Badut Pengamen di Tuban Dianiaya Oknum Polisi Usai Bersenggolan, Diberi Uang Berobat Rp150 Ribu
Persoalan yang berawal dari insiden senggolan di jalan itu berakhir damai dengan kompensasi sebesar Rp150.000
Nasib seorang pengamen jalanan berkostum badut di Tuban, Jawa Timur menuai perhatian publik setelah video dirinya diduga mendapat perlakuan kasar dari seorang oknum polisi viral di media sosial.

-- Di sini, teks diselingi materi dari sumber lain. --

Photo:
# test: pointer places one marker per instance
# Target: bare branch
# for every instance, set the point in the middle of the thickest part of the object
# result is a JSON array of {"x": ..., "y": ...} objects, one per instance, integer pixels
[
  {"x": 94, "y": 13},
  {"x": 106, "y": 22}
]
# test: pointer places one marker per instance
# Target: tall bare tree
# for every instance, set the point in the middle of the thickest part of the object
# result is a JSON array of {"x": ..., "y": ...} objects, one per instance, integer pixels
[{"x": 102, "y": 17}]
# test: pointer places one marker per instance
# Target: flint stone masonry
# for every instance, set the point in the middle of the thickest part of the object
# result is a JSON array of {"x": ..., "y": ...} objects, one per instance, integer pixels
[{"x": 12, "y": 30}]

Ironisnya, persoalan yang berawal dari insiden senggolan di jalan itu berakhir damai dengan kompensasi sebesar Rp150.000 yang diberikan kepada korban sebagai pengganti biaya berobat.
Peristiwa tersebut terjadi pada Rabu (3/6) malam. Dalam rekaman video yang beredar luas, pengamen badut terlihat sedang berusaha menyeberang jalan. Saat itu, ia tidak sengaja bersenggolan dengan seorang pengendara motor.

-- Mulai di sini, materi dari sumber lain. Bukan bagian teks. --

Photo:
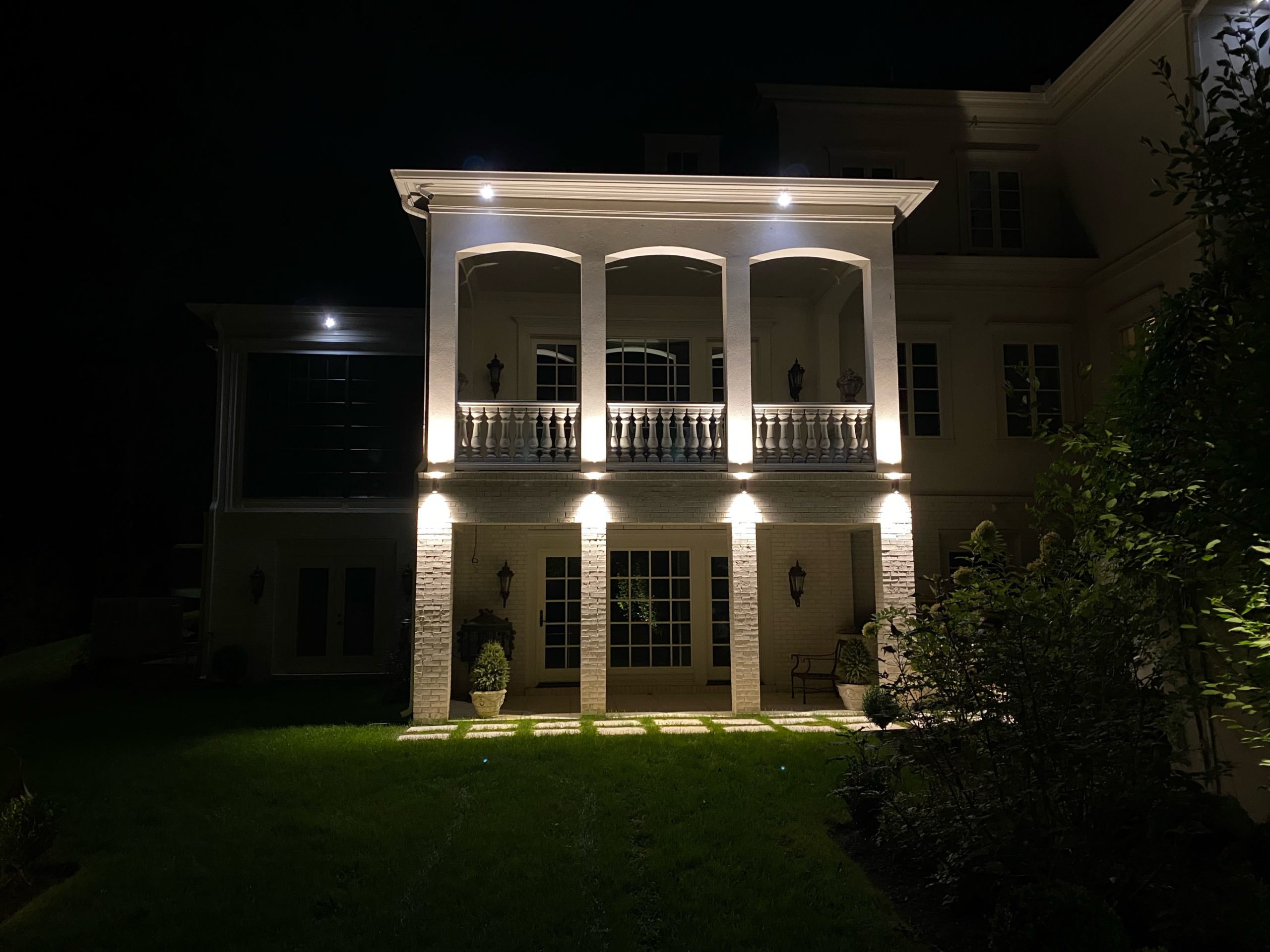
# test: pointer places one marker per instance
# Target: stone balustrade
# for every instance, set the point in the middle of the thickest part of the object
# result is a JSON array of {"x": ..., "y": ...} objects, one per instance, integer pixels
[
  {"x": 516, "y": 433},
  {"x": 828, "y": 436}
]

Alih-alih berakhir sebagai insiden biasa, pengendara motor tersebut disebut berputar arah dan menghampiri pengamen badut itu. Momen itulah yang kemudian memicu dugaan tindakan kekerasan terhadap sang pengamen.
Video Cepat Viral
Video kejadian tersebut dengan cepat menyebar di media sosial dan memantik berbagai reaksi dari masyarakat.

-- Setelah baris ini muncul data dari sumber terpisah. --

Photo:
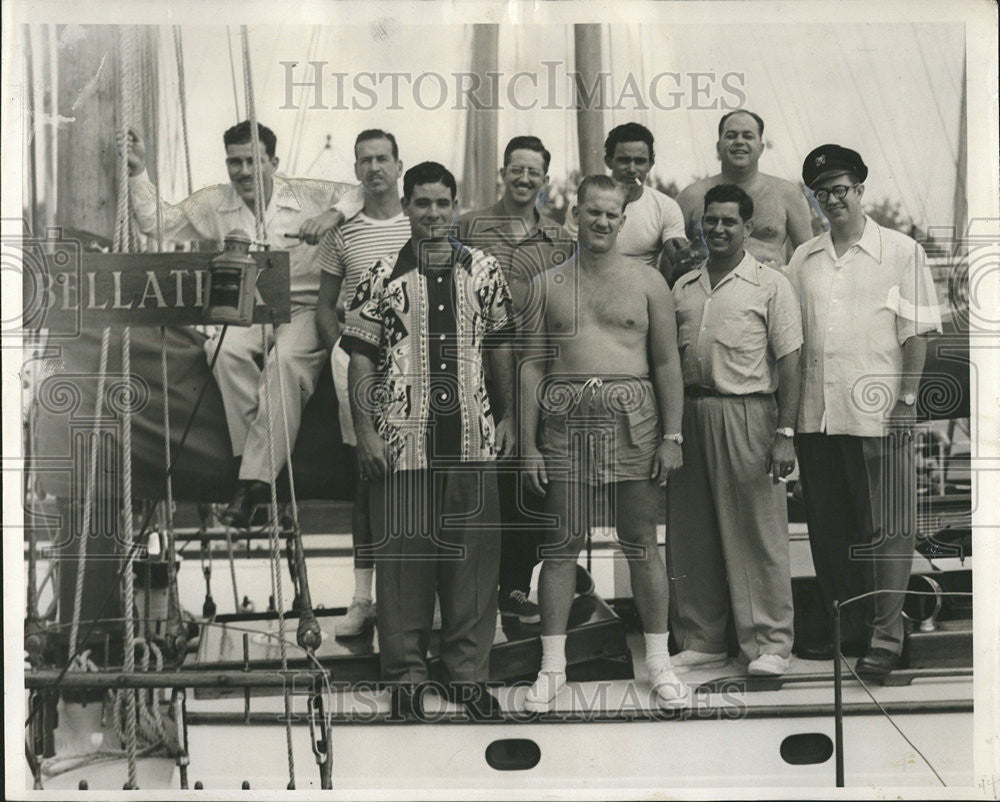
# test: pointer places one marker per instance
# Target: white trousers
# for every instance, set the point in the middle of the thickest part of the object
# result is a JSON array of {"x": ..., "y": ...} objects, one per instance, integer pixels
[{"x": 300, "y": 358}]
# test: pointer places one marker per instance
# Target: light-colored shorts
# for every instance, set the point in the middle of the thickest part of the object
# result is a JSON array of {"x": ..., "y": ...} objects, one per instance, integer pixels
[
  {"x": 599, "y": 430},
  {"x": 339, "y": 360}
]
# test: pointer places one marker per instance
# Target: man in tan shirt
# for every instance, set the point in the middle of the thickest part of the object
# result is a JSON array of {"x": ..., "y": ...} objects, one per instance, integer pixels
[{"x": 739, "y": 332}]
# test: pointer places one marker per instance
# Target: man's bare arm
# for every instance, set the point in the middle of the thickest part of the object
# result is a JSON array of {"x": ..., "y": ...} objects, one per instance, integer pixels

Belakangan diketahui bahwa pengendara motor yang terlibat dalam perselisihan tersebut merupakan oknum anggota Polres Tuban.
Kasi Propam Polres Tuban, Iptu Abdul Latif Reksonegoro mengatakan, persoalan tersebut saat ini diketahui telah diselesaikan secara damai oleh kedua belah pihak.
Selain itu, pihak pengendara telah diberikan ganti rugi atas kerugian yang dialami. Selain itu, pengamen badut yang diketahui berasal dari Jawa Tengah juga menyampaikan bahwa persoalan telah selesai.
"Kasusnya sudah diselesaikan secara kekeluargaan dan pengendara juga telah diberikan ganti rugi atas kerugian yang dialami," katanya, Sabtu (6/6).
Mediasi
Mediasi antara korban dan pelaku, sebutnya, telah dilakukan di kantor polisi. Sang badut, tambahnya, juga menerima uang kompensasi dari oknum polisi sebesar Rp150 ribu. Uang itu diberikan kepada korban sebagai ganti biaya berobat.
"Sudah berdamai keduanya sepakat untuk menyelesaikan secara kekeluargaan dan korban juga diberikan uang Rp150 ribu," katanya.
Ia kembali menjelaskan, meski keduanya sudah bersepakat damai, namun untuk proses sidang kode etik bagi oknum polisi yang diduga melanggar peraturan itu akan tetap digelar.
"Tapi untuk pelanggaran kode etik polisi kita tetap proses," tegasnya.
Pihaknya juga menegaskan, tidak ada oknum polisi yang kebal hukum. Jika mereka bersalah maka propam akan menindak oknum polisi tersebut dan melakukan sidang.